Uroczystości odpustowe w Jakubowie

ks. Marcin Siewruk

publikacja 28.07.2019 08:48

Przez wstawiennictwo patrona pierwszego w Polsce sanktuarium św. Jakuba Starszego Apostoła wierni dziękowali Bogu. Celebracja 27 lipca była kulminacją uroczystości odpustowych w Jakubowie.
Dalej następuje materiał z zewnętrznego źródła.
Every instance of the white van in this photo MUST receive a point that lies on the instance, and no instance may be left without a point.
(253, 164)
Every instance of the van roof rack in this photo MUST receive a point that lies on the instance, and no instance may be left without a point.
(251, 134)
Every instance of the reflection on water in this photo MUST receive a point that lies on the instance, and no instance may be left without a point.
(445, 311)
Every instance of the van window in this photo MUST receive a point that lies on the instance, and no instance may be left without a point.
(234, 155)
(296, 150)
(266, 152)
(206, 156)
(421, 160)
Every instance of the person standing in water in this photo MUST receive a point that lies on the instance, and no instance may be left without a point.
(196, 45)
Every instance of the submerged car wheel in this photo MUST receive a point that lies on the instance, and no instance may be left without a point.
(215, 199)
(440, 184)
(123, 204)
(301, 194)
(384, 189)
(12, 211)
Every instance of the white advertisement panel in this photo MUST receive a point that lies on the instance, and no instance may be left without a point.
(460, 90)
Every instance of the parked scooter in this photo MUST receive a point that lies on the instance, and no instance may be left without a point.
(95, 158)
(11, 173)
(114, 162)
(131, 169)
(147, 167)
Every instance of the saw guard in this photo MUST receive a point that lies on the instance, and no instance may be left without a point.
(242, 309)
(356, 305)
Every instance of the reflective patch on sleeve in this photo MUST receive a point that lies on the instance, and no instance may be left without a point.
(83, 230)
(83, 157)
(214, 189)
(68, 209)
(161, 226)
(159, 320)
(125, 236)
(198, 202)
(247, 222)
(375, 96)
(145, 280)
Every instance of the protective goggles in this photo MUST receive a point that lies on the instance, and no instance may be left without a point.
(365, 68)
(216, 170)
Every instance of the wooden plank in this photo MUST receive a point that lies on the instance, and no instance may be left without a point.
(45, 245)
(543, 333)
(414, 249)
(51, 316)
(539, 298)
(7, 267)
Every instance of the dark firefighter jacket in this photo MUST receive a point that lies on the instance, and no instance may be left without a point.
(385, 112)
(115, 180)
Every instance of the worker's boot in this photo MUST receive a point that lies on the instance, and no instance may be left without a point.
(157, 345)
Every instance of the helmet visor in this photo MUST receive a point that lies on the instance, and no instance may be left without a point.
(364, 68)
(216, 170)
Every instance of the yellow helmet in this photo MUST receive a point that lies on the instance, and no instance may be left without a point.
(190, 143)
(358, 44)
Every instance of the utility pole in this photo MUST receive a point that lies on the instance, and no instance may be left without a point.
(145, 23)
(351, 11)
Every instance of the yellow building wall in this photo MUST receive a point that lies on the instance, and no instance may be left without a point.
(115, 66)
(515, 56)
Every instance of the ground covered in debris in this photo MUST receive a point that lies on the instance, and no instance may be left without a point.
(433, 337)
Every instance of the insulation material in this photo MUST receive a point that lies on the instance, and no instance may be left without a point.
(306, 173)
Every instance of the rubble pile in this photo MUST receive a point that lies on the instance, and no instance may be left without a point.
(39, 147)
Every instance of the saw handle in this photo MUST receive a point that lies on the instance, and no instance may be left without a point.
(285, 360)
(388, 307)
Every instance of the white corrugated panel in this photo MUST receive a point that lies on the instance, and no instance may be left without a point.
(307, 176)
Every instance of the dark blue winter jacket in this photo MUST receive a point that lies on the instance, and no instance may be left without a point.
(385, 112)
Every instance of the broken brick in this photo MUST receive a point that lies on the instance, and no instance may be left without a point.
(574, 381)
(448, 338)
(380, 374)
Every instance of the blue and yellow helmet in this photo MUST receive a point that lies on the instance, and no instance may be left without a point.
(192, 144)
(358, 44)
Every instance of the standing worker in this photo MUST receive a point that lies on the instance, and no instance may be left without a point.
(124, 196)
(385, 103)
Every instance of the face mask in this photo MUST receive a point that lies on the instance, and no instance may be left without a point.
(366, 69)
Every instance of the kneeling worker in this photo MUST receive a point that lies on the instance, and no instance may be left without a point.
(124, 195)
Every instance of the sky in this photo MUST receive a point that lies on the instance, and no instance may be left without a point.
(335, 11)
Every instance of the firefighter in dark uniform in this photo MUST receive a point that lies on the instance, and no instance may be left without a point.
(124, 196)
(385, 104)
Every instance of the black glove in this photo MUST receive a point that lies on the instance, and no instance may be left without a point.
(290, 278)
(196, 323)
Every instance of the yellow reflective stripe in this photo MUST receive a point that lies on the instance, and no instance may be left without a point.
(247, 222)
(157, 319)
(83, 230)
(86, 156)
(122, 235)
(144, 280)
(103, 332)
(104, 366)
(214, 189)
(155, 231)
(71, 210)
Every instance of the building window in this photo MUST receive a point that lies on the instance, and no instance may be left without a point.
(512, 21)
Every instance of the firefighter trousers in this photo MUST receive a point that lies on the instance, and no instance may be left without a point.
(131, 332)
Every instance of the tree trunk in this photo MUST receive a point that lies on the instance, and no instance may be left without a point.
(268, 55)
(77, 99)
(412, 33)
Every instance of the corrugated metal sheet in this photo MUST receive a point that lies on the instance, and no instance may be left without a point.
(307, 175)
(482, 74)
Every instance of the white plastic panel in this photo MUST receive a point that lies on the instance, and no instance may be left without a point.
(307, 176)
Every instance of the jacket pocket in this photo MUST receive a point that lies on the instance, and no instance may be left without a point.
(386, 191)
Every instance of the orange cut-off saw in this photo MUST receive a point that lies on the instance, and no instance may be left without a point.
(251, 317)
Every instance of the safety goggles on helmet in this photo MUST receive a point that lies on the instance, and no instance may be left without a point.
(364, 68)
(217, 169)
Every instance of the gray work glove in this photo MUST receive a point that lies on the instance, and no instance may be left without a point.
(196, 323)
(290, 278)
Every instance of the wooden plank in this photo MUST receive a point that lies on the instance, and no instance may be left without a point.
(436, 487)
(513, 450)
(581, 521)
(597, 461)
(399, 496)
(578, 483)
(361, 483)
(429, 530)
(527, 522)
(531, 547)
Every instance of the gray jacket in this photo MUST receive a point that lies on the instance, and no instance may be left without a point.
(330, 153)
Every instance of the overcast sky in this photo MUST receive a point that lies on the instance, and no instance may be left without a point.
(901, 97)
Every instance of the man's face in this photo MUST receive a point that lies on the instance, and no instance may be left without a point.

Uroczystości odpustowe w Jakubowie Zasypanie kadzidła, na wzór liturgii w Santiago de Compostela. ks. Marcin Siewruk /Foto Gość

Mszy św. przewodniczył ks. Aleksander Walkowiak, obchodzący złoty jubileusz kapłaństwa, od lat związany z sanktuarium w Jakubowie. - Jak pamiętam, szanowny jubilat towarzyszył w powstawaniu Bractwa św. Jakuba, był przy sprowadzeniu relikwii świętego przed 15 laty. Kiedy wszystko się zawiązywało, zostało zasiane ziarno, ks. Aleksander podtrzymywał mnie na duchu, wspierał dobrym słowem, uczył, jak kochać św. Jakuba, jak troszczyć się o sanktuarium - mówił ks. Stanisław Czerwiński, proboszcz.

Wśród wiernych zgromadzonych na modlitwie byli m.in. członkowie Bractwa św. Jakuba z Ośna Lubuskiego, przybyli do Jakubowa z ks. Piotrem Grabowskim.

Święty Jakub Większy Apostoł był jedną z czołowych postaci wśród apostołów wybranych przez Jezusa. - Kiedy Chrystus przemienia się na Górze Tabor, modli się w Ogrodzie Oliwnym, czy wskrzesza córkę Jaira, zawsze wśród towarzyszących Mu apostołów wymieniany jest św. Jakub. Nie dokonał żadnego dzieła naukowego, żadnego odkrycia, nie zostawił po sobie zapisanych tekstów, ale zostawił w Kościele na wieki ogromny skarb. Skarb Boży, otrzymany przez Chrystusa przez włożenie rąk i otrzymanie sakry biskupiej, skarb głoszenia Ewangelii, nauki Chrystusa. Był jak inni apostołowie, nie chciał się niczym wyróżniać. Co zostawił po sobie św. Jakub? Jego kult rozwinął się na całym świecie, również w Polsce. W VII wieku ciało apostoła sprowadzono do sanktuarium w Santiago de Compostela, odwiedzanego corocznie przez ponad milion pielgrzymów. Przytłaczająca większość ludzi odwiedzających grób św. Jakuba jest anonimowa. Pielgrzymi przychodzą, klękają i modlą się, wypraszając łaski u Boga za pośrednictwem męczennika - powiedział ks. Aleksander Walkowiak.